Baltimore Orioles | Boston Red Sox | Chicago White Sox | Cleveland Indians | Detroit Tigers | Houston Astros | Kansas City Royals | Los Angeles Angels | Minnesota Twins | New York Yankees | Oakland A's | Seattle Mariners | Tampa Bay Rays | Texas Rangers | Toronto Blue Jays

Baltimore Orioles

The Orioles scored big with their first pick, Georgia prep lefty D.L. Hall (first round), who ranked eighth on my board. He's an athletic kid with a plus fastball and curveball already, average changeup, and a good delivery. The O's have had trouble developing pitchers, notably because they've changed a lot of kids' mechanics, but if they just let Hall be he should dominate the low minors.

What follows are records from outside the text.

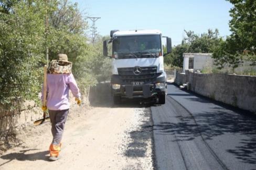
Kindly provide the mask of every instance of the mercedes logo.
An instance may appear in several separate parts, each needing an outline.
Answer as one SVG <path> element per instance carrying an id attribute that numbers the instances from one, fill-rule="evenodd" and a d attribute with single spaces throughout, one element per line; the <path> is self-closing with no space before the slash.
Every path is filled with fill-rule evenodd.
<path id="1" fill-rule="evenodd" d="M 133 74 L 138 75 L 141 74 L 141 68 L 139 66 L 135 66 L 133 68 Z"/>

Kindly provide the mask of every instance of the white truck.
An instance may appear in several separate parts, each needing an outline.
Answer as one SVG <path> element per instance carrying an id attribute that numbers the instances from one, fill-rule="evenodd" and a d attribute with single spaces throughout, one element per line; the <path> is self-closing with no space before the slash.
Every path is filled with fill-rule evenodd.
<path id="1" fill-rule="evenodd" d="M 171 52 L 171 39 L 162 37 L 157 30 L 114 30 L 110 37 L 103 42 L 103 55 L 112 60 L 111 88 L 114 103 L 120 104 L 123 98 L 142 98 L 164 104 L 167 84 L 164 56 Z M 112 55 L 108 56 L 111 43 Z"/>

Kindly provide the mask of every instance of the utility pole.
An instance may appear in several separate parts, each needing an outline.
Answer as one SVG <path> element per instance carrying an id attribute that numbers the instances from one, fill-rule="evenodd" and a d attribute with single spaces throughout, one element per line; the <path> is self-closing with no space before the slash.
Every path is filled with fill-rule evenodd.
<path id="1" fill-rule="evenodd" d="M 48 66 L 48 60 L 49 60 L 49 49 L 48 48 L 48 44 L 47 44 L 47 36 L 48 36 L 48 16 L 47 16 L 47 0 L 45 1 L 46 3 L 46 14 L 45 14 L 45 58 L 47 62 L 47 67 Z"/>
<path id="2" fill-rule="evenodd" d="M 92 43 L 93 44 L 93 46 L 94 46 L 94 41 L 95 41 L 95 36 L 96 35 L 96 29 L 97 27 L 95 26 L 95 22 L 100 18 L 100 17 L 88 17 L 92 21 Z"/>

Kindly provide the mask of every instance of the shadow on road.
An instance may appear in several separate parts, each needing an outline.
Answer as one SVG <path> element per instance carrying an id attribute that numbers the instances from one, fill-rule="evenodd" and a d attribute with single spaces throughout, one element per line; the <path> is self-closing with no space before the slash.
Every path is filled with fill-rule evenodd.
<path id="1" fill-rule="evenodd" d="M 2 155 L 0 157 L 3 160 L 7 160 L 8 161 L 0 164 L 0 166 L 10 162 L 10 161 L 16 160 L 20 161 L 34 161 L 36 160 L 44 160 L 47 161 L 47 157 L 46 155 L 49 153 L 49 151 L 39 152 L 31 154 L 26 154 L 26 153 L 29 151 L 35 151 L 37 149 L 29 149 L 26 150 L 22 150 L 19 152 L 12 153 L 6 155 Z"/>
<path id="2" fill-rule="evenodd" d="M 197 101 L 202 104 L 212 103 L 210 99 L 197 96 Z M 194 98 L 187 99 L 195 100 Z M 227 151 L 244 163 L 256 164 L 255 114 L 217 101 L 214 102 L 216 107 L 209 108 L 208 111 L 192 114 L 173 98 L 168 98 L 168 100 L 169 105 L 161 107 L 168 107 L 165 108 L 167 110 L 170 107 L 175 108 L 173 111 L 176 112 L 178 121 L 155 124 L 154 130 L 164 135 L 175 135 L 177 141 L 192 140 L 198 137 L 209 141 L 216 139 L 217 136 L 227 135 L 227 137 L 223 137 L 226 140 L 224 142 L 227 142 L 231 141 L 229 138 L 233 137 L 240 141 L 233 149 Z"/>

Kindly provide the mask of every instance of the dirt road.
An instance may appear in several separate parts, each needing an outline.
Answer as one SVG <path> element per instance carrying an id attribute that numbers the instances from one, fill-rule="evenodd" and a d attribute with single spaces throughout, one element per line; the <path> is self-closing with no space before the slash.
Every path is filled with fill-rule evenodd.
<path id="1" fill-rule="evenodd" d="M 135 105 L 73 109 L 55 162 L 48 161 L 49 122 L 27 128 L 23 144 L 0 156 L 0 169 L 153 169 L 150 108 Z"/>

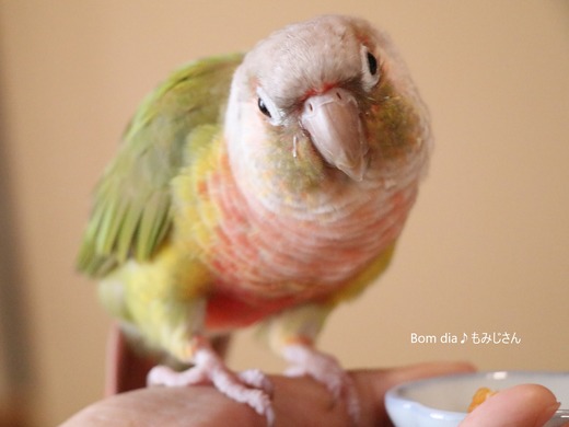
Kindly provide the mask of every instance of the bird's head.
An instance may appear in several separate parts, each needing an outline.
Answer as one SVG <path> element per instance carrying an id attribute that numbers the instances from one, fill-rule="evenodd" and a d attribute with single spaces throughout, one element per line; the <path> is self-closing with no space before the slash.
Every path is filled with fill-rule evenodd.
<path id="1" fill-rule="evenodd" d="M 364 20 L 325 15 L 271 34 L 245 56 L 227 132 L 259 168 L 300 171 L 312 183 L 329 173 L 361 182 L 380 158 L 420 139 L 417 103 L 384 34 Z"/>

The O's also took Canadian shortstop Adam Hall (second round), no relation to D.L., who wasn't on my top 100; he's an average runner with some bat speed but a wrap and a linear approach that doesn't look as if it'll produce power, and I think he's maybe 50/50 to stay at short.

Zac Lowther was taken in competitive balance round B after the second round (2B), which made him the highest-drafted player ever from Xavier University. He's a big, thickset lefty who'll pitch at 89-90 mph as a starter to go with a plus breaking ball, probably in a back-end starter, but he might be more valuable in a relief role. Jacksonville University right-hander Mike Baumann (3) has touched 97 mph with his fastball and sits mid-90s as a starter with an assortment of not-average secondary pitches, although his slider might get there in time. Given his delivery and below-average command, the consensus on Baumann had him as a two-pitch power reliever in pro ball. Right-hander Jack Conlon (4) has a big arm, throws 92-95 mph with some sink, and shows an above-average breaking ball, but he has a violent delivery with a head-whack and he'll need a lot of cleaning up to start. Lamar Sparks (5) is an upside play, a high school outfielder who can run and has a 70 arm with average present power and a swing that works but the usual questions about how advanced the bat is right now.